Design and evaluation of random linear network coding Accelerators on FPGAs

  • Authors:
  • Sunwoo Kim;Won Seob Jeong;Won W. Ro;Jean-Luc Gaudiot

  • Affiliations:
  • Hyundai Motor Company, Republic of Korea;Yonsei University, Seoul, Republic of Korea;Yonsei University, Seoul, Republic of Korea;University of California, Irvine

  • Venue:
  • ACM Transactions on Embedded Computing Systems (TECS)
  • Year:
  • 2013

Quantified Score

Hi-index 0.00

Visualization

Abstract

Network coding is a well-known technique used to enhance network throughput and reliability by applying special coding to data packets. One critical problem in practice, when using the random linear network coding technique, is the high computational overhead. More specifically, using this technique in embedded systems with low computational power might cause serious delays due to the complex Galois field operations and matrix handling. To this end, this article proposes a high-performance decoding logic for random linear network coding using field-programmable gate-array (FPGA) technology. We expect that the inherent reconfigurability of FPGAs will provide sufficient performance as well as programmability to cope with changes in the specification of the coding. The main design motivation was to improve the decoding delay by dividing and parallelizing the entire decoding process. Fast arithmetic operations are achieved by the proposed parallelized GF ALUs, which allow calculations with all the elements of a single row of a matrix to be performed concurrently. To improve the flexibility in the utilization of the FPGA components, two different decoding methods have been designed and compared.
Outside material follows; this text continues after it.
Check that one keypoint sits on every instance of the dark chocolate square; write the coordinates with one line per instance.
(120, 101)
The performance of the proposed idea is evaluated by comparing with the performance of the decoding process executed by general-purpose processors through an equivalent software algorithm. Overall, a maximum throughput of 65.98 Mbps is achieved with the proposed FPGA design on an XC5VLX110T Virtex 5 device. In addition, the proposed design provides speedups of up to 13.84 compared to an aggressively parallelized software decoding algorithm run on a quad-core AMD processor. Moreover, the design affords 12 times higher power efficiency in terms of throughput per watt than an ARM Coretex-A9 processor.